El núcleo doméstico vuelve a ser el epicentro del nuevo largometraje de Ramon Zürcher. Habituado a moverse en espacios muy concretos, regresa al hogar familiar como ya sucedía en su sorprendente y notable ópera prima. La celebración del cumpleaños del padre de familia será la excusa perfecta para acometer una reunión donde el cineasta suizo pasa de las habituales tiranteces a una frontalidad que debería resultar hiriente pero más bien deriva en un curioso caldo de cultivo donde no hay lugar para las medias tintas. Así, aquello que en El extraño gatito derivaba en un raro ambiente donde todo parecía a punto de ir a estallar, en su nuevo film alcanza un estado envuelto por una negrura constante parapetada por diálogos afilados y reproches que se deslizan como una cuchilla sobre los cimientos de esa casa sin dar lugar a la ambigüedad o interpretación sesgada.

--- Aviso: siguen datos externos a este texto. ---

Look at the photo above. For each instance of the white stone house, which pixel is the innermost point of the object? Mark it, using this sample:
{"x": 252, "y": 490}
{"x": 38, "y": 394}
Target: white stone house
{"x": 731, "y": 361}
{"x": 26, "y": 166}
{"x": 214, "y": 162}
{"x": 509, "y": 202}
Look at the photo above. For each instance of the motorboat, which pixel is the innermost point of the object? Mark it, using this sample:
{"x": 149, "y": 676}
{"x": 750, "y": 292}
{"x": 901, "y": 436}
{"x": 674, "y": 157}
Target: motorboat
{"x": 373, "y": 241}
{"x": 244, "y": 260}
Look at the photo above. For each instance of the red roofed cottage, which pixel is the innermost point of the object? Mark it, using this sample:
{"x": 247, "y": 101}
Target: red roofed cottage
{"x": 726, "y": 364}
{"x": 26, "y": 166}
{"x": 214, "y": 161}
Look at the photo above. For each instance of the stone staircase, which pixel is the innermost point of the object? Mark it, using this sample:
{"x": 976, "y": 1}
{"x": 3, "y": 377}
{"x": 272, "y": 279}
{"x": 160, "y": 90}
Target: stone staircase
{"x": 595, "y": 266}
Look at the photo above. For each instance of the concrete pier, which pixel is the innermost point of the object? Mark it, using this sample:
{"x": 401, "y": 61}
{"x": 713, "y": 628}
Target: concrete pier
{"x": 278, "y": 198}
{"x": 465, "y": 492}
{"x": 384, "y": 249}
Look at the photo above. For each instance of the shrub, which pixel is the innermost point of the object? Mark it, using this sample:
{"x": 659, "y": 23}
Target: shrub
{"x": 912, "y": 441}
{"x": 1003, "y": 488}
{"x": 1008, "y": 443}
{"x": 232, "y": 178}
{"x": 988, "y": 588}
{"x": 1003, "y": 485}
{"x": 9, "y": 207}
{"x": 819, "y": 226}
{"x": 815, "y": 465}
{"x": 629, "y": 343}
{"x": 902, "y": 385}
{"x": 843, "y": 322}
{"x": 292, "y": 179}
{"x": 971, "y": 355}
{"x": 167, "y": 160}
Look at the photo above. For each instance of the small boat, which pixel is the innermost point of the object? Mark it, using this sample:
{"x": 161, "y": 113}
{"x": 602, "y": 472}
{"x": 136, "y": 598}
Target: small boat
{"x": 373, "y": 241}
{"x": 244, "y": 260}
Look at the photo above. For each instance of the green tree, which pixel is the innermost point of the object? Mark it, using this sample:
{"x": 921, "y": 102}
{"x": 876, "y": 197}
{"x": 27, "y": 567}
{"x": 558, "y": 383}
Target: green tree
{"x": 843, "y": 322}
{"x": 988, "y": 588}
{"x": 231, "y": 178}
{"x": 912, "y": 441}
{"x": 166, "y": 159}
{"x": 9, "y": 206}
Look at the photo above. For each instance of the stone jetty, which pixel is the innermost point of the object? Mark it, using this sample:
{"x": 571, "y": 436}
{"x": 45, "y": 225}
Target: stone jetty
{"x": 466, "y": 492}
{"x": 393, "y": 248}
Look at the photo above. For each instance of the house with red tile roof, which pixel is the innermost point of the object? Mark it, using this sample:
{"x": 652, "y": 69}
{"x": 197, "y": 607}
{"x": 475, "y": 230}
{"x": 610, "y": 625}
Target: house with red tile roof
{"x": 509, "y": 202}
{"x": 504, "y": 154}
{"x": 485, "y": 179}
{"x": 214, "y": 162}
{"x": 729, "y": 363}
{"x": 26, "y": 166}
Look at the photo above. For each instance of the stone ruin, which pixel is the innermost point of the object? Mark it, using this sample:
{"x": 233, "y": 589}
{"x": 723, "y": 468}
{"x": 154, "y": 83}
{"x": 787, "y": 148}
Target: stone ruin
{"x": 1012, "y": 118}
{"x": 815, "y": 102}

El gorrión en la chimenea parece apuntar a ese drama europeo cruento, denso y embrutecido que tan bien supieron explotar los nórdicos a principios de siglo. Pero lo que allí se tornaba en un ambiente inhumano e incluso prácticamente irrespirable, en el film de Zürcher adquiere una dimensión muy distinta a través de su tono. Todo ello sustentado en esa puesta en escena tan particular de la que hace gala su cine: personajes que entran y salen de un plano inmóvil, moviéndose prácticamente como si estuvieran en un tablero de ajedrez y entorpeciendo la réplica con una facilidad inusitada. Como si no hubiera derecho a ella o, cuando fuese así, solo cupiera la posibilidad de añadir una capa de negrura más. Algo que favorece un elenco completamente entregado, dando forma a una de esas familias arquetipo si no fuese porque echarse los trastos a la cabeza se antoja como algo más que una mera necesidad. Es, asimismo, un modo de expresar esa frustración contenida en un entorno donde todo suelen ser sonrisas condicionadas y abrazos porque así lo estipula el protocolo.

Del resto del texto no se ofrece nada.